Er beobachtete Robard genüßlich. Robard legte seine Gabel ab, nahm sich Zeit zu schlucken, saß dann da und suchte nach einer möglichen Antwort. Mrs. Lamb roch nach verwelktem Flieder.
»Hewes ist kein großer Redner«, spuckte Mr. Lamb aus, den Mund voller Bohnen und Kartoffeln, »aber der hier ist einer«, und wedelte mit seiner Gabel.
»Aus Cane Hill, Arkansas«, sagte Robard und schaute mißtrauisch in die Runde.
»Was hat er gesagt?« schrie Mr. Lamb. »Auf dieser Seite hab ich mein schlechtes Ohr.« Er verpaßte seinem Ohr einen ordentlichen Schlag und drehte sein funktionsfähiges Ohr dem Gespräch zu.
»Wenn du nicht immer so auf dein Ohr hämmern würdest, Mark, dann würdest du besser hören«, sagte Mrs. Lamb.
»Auf dem hör ich gar nichts mehr«, sagte der alte Mann und sah verdutzt aus. »Vor zwei Jahren hatten wir einen Wirbelsturm, der zwei von Gaspareaus kleinen Baracken weggeblasen hat. Der war so stark, daß ich oben ins Gestrüpp kriechen mußte, damit ich nicht weggeblasen wurde.

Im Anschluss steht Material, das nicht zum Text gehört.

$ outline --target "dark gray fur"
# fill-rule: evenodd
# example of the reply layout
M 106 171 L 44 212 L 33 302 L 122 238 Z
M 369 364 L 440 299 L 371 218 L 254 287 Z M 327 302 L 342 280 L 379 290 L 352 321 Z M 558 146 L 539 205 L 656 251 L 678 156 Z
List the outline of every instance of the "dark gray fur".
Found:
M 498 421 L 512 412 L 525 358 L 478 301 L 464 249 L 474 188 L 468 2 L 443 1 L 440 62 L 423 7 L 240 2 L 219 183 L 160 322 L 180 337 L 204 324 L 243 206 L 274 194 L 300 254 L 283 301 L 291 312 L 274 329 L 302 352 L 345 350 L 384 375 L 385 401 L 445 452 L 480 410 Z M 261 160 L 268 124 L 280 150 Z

Und als es vorüber war, konnte ich auf dem Ohr nichts mehr hören.« Er zeigte auf sein Ohr wie auf etwas, das er nie ergründen würde.
»Also, ich glaube«, sagte Mrs. Lamb gebieterisch und schüttete sich Bohnen auf ihren Teller, »daß Mark sein Leben lang alles Mögliche ins sein Ohr gesteckt hat, bis er es kaputtgemacht hat. Es ist doch gar nicht einzusehen, daß ein starker Wind einen taub macht.«
»Außer wenn er’s tut, verdammt noch mal.«
Mr. Lamb runzelte die Stirn und klapperte mit den Zähnen. »Du und Newel, ihr zwei solltet zusammen in die Kirche gehen.«
T. V. A. erschien, sammelte die Whiskeygläser ein und trug sie in die Küche.
»Wissen Sie was?« fragte Mr. Lamb und lehnte sich über sein Essen vor.
»Nein«, sagte er und beobachtete, wie der alte Mann kochte.
»In Arkansas drüben« – Mr. Lamb gestikulierte mit seinem Daumen –, »wissen Sie, was man da tun muß, um Rechtsanwalt zu werden?«
»Nein«, sagte er, löffelte Zucker in sein Teeglas und schaute zu, wie er zwischen den Eiswürfeln hinuntersickerte.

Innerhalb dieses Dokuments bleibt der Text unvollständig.